A tipi genel antrepolara ‘geçici depolama’ statüsünde eşya konulması uygulaması görevinin ellerinden alınmasının sektörü bitirme noktasına getirdiğini dile getiren Gümrüklü Antrepocular Derneği (GAD) Başkanı A. Murat Özkabaş, “ Gümrük Müsteşarlığı bu görevi yeniden TASİŞ, TCDD gibi devlet kuruluşlarına devrederek, haksız bir rekabet ortamı yarattı” dedi.
“530 işletme yok sayılıyor”
“Türkiye’de şu anda 530 adet A tipi genel antrepo bulunuyor. Devlet 2000 yılından itibaren genel antrepolara tanıdığı bu hakkı alarak, 530 işletmeyi yok sayıyor” diyen Özkabaş, “A tipi genel antrepolar, yurtdışından gelen malların gümrük öncesinde depolanmasını sağlamışlardır. Bu işletmeler, 1996 yılından beri büyük yatırımlar yaparak bu noktaya geldiler. Şu ana kadar bütün makine, forklift, taşıma araçları için yapılan yatırımların da kaybı söz konusu. Ayrıca, 530 antreponun yaklaşık 25 bin kişilik çalışanı da uygulamadan zarar görüyor. Türkiye’ye gelen tüm malın yüzde 85’i geçici depolama statüsünde işlem görerek gümrükten çıkıyor.

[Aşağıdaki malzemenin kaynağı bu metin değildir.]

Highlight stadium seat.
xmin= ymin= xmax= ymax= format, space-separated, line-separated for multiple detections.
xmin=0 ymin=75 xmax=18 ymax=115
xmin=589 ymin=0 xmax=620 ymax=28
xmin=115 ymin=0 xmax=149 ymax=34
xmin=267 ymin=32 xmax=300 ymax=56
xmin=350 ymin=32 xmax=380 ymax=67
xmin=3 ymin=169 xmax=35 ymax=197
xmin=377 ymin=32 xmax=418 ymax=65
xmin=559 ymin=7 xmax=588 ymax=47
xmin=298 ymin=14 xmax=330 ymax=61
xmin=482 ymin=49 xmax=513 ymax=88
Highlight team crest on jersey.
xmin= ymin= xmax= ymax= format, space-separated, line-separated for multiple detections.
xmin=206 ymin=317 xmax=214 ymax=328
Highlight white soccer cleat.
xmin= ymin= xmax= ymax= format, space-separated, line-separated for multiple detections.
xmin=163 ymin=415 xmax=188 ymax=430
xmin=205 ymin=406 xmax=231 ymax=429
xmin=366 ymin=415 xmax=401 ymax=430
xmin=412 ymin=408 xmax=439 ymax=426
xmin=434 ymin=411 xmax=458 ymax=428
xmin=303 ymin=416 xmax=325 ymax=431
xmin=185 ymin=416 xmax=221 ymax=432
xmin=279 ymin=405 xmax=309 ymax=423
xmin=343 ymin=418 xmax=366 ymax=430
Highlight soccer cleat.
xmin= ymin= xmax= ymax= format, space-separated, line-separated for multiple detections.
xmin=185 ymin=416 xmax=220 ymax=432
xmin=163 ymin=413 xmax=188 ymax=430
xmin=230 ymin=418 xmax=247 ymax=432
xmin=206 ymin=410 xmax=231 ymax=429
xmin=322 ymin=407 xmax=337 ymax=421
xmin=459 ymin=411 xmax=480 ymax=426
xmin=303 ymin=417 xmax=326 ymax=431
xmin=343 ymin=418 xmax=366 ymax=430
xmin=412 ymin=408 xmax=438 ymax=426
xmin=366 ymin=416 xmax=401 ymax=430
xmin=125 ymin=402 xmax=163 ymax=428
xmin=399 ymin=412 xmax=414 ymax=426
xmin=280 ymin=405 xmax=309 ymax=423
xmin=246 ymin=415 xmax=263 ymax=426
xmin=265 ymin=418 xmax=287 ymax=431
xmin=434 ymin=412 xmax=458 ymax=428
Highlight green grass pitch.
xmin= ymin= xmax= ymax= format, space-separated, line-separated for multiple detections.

Yüzde 15’i ise antrepo statüsünde kalıyor. Devlet yeni çıkan kanunla bize diyor ki, ‘Bu yüzde 85’lik hakkı ben senin elinden alıyorum ve bu işi TASİŞ, TCDD gibi bir resmi kuruluşlara veriyorum, artık siz bu işi yapamayacaksınız.’ Biz artık o pastanın sadece yüzde 15’ini alabiliyoruz. Oysaki TASİŞ’in kuruluş amacı, gümrük depolarında tasfiye kapsamındaki malları toplamak, değerlendirmek ve ekonomiye kazandırmak. Ama bugün 10 sene öncesine bir geri dönüş var. Yani devlet şu anda kendi depolarında bizimle rekabet ediyor. Ayrıca devlet gümrüklere 500 metre uzaklıkta olan yerlere ‘geçici depolama’ hakkı tanıyarak, özel sektörde de haksız rekabete yol açıyor. Halkalı, havalimanı ve Ambarlı’da bu uygulamadan yararlanabilen üç antrepo var. Bunlar yüzde 85’lik pastadan hak sahibi oluyorlar. Burada bir haksız rekabet var. Gümrük Müsteşarlığı önce gümrüğe 5 km yakınlıkta kaç adet geçici depolama yeri ve antrepo olduğunu sorguladı, fakat 500 metre mesafedeki yerlere izin verileceğine dair tebliğ çıkarıldı ve çemberi son derece daralttılar. Antrepolar gümrüğe 50 km mesafede olabilmekte iken, geçici depolama yerlerinin Gümrüğe yakınlık mesafesinin neden 500 metre ile sınırlandırıldığını ve bunun hangi kriterlere göre yapıldığını da anlamak mümkün değildir. ” şeklinde konuştu.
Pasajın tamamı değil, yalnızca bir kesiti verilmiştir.